Baca juga: Lembata untuk NTT: dari Tradisi Muro ke Perda Konservasi Kawasan Pesisir
Ini adalah sebuah manuver strategis untuk memposisikan NTT bukan sebagai korban, melainkan sebagai pemimpin dalam solusi iklim dan pangan berbasis komunitas.
Usulan Perda ini adalah panggilan mendesak untuk melembagakan pengetahuan leluhur sebagai fondasi masa depan Flobamora yang berkelanjutan.
Urgensinya tidak bisa ditawar lagi, karena tekanan dan tuntutan global kini berada di depan mata kita.

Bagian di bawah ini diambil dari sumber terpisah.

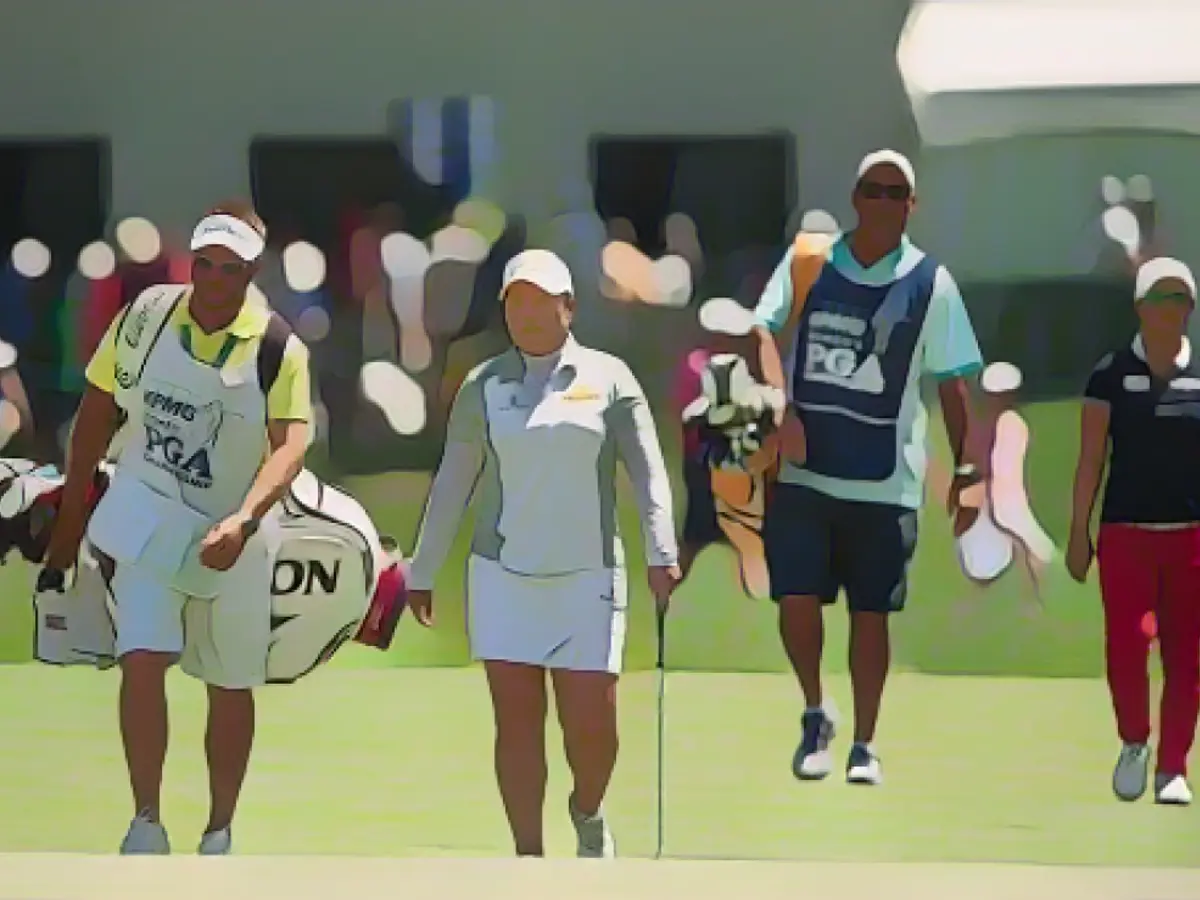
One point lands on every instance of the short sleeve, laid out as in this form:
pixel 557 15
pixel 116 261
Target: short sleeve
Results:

Dari Krisis Global ke Kearifan Lokal
Dunia sedang tidak baik-baik saja. Laporan-laporan dari Intergovernmental Panel on Climate Change (IPCC) bukan lagi ramalan, melainkan catatan atas realitas yang kita jalani: suhu bumi yang terus memanas, permukaan laut yang naik, dan cuaca ekstrem yang memorak-porandakan tatanan kehidupan.
Salah satu dampak paling mengerikan dari krisis ini adalah kerapuhan sistem pangan global.
Ketika pola hujan menjadi tak menentu dan ekosistem terdegradasi, lumbung-lumbung pangan dunia terancam.
Di tengah kepanikan global mencari solusi teknologi canggih, kita sering kali melupakan jawaban yang tersimpan di halaman belakang rumah kita sendiri.
Masyarakat adat di berbagai penjuru NTT—di Lembata, Sumba, Belu, Ende, Kupang, Alor, dan lainnya—telah lama mempraktikkan sistem pengelolaan sumber daya yang cerdas.
Praktik seperti Muro, Magowo Libu Watu, Hakoro Ikan, Tiwu, Kebhu, Lilifuk, dan Hading Mulung bukanlah sekadar ritual.